Setting Iran up for a preemptive strike, possibly with nukes

It’s a scam. Who would ever have thought after the Iraq tragedy that the US and its client states would have had the chutzpah to repeat their dismal performance?

When the rumblings from the White House and the Israeli Knesset first began over Iran’s alleged nuclear weapons ambitions, I thought their accusations would be laughed out of court. I was wrong.

I was wrong because I hadn’t realised the depths to which some powerful nations would sink, even to the point of binning international law along with empirical justice, in furthering their own interests.

I was wrong because I failed to realise just how much other countries fear the wrath of the superpower or wish to continue receiving the monetary scraps that fall off its table.

And I was wrong because I had underestimated the lengths to which elements of Western corporate media would go to spin the story in favour of the belligerents.
And neither did I fathom just how deep the UN nuclear watchdog, the IAEA, would bury facts to appease the political agendas of its more powerful masters when it has been accused of doing the same over Iraq with such terrible consequences.

Let’s get specific.

Under Article IV of the Nuclear Non-Proliferation Treaty (NPT), of which Iran is a signatory, Iran not only has the right to develop nuclear energy for peaceful purposes, nuclear powers have an obligation to assist it in furthering this aim. Here’s the applicable text:

“Nothing in this Treaty shall be interpreted as affecting the inalienable right of all the Parties to the Treaty to develop, research, produce and use nuclear energy for peaceful purposes without discrimination . . .”

Iran has always maintained that its nuclear plants are for the purposes of generating electricity. The US, however, has unilaterally decided that Iran doesn’t need nuclear energy because it has large oil reserves. In reality, Iran has long been a target for regime change writ large on the neocon agenda.

But despite Iran having signed an IAEA Safeguards Agreement whereby it agrees to accept invasive inspections and monitoring for the purpose of verifying that nuclear materials are “not diverted to nuclear weapons or other nuclear explosive devices,” it has recently been voted in breach of the treaty by a majority of 22 IAEA member countries.

A year ago, the director-general of the IAEA, Mohamed ElBaradei, made this statement as to Iran’s compliance with its obligations under the Safeguards Agreement: “All the declared nuclear material in Iran has been accounted for, and, therefore, such material is not diverted to prohibited activities.”

Then after a concerted effort by the US to oust him from his job, this was ElBaradei’s wishy-washy statement 11 months on: The IAEA is “not yet in a position to conclude that there are no undeclared nuclear materials or activities in Iran”.

The above is exactly the kind of inconclusive language, both he and former UN chief inspector Hans Blix, were making before the UN Security Council in the run-up to the invasion of Iraq, which as we know was entirely WMD-free.

If the Iranian file goes before the UN Security Council, there is a likelihood that Russia and China will use their vetoes to prevent sanctions. But this would be playing right into the Bush administration’s hands.

The White House isn’t really interested in slapping Iran with a long-drawn out sanction process, which would, in any case, boomerang as oil prices would soar.

Bush doesn’t want guarantees that Iran isn’t seeking nuclear WMD either. America’s real goal is regime change in Iran, just as it was in Iraq, and in the absence of a genuine casus belli, it is desperate for a pretext, even, if it has to resort to that same worn-out canard he used to invade Iraq.

Should the Security Council throw out the Iranian case, the administration’s interests would be served when it would have the perfect opening to gather together yet another “coalition of the bribed and the coerced” to launch a preemptive war.

Rattling

Israel, which hasn’t ratified the NPT and whose nuclear activities were off the table during the recent IAEA meeting, is already rattling its sabres.

But sticking to its long drawn-up agenda vis-à-vis Iran is no easy task for the Bush administration.
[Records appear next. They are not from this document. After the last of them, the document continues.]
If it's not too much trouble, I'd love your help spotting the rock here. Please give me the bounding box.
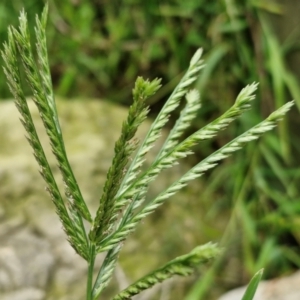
[219,271,300,300]
[1,288,45,300]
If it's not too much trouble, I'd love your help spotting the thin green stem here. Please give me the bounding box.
[86,243,96,300]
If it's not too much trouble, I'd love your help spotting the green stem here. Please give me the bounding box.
[86,243,96,300]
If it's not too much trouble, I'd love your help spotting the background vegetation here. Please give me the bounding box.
[0,0,300,300]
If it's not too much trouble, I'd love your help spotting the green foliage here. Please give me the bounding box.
[2,7,293,300]
[242,269,264,300]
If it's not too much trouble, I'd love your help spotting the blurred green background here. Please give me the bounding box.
[0,0,300,300]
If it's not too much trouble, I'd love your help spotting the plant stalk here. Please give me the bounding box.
[86,243,96,300]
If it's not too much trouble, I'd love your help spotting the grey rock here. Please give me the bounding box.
[0,100,199,300]
[1,288,45,300]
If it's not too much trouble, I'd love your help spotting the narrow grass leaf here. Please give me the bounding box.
[242,269,264,300]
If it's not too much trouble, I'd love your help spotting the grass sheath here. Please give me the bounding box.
[1,6,294,300]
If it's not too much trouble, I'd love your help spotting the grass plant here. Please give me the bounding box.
[2,6,293,300]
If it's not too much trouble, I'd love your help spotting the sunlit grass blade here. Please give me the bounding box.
[117,49,204,197]
[90,77,160,241]
[241,269,264,300]
[113,243,220,300]
[98,101,294,252]
[117,83,257,215]
[1,28,88,259]
[92,245,121,300]
[12,7,92,223]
Some 140,000 US troops are bogged down in Iraq, there are clamours for the National Guard to remain at home to cope with natural disasters, and recruitment levels are way down. So what can it have up its sleeve?

Writer Paul Craig Roberts, who served in the Reagan administration as assistant secretary of the treasury, puts forward a worrying thesis.

He suggests the US might resort to using nuclear weapons against Iran and cites a Pentagon document, titled “Doctrine for Joint Nuclear Operations,” which “calls for the use of nuclear weapons against non-nuclear adversaries in order ‘to ensure success of US and multi-national operations.’”

Just imagine! We have here a country that unilaterally withdrew from the ABM Treaty and is openly developing smaller tactical nukes against the provisions of the NPT teaming up with another which refuses to sign-up to the NPT at all or even admit it has a nuclear weapons programme.

And they are both pointing fingers at Iran that has played by the rules.

Funny stuff, indeed, but, sadly, nobody’s laughing.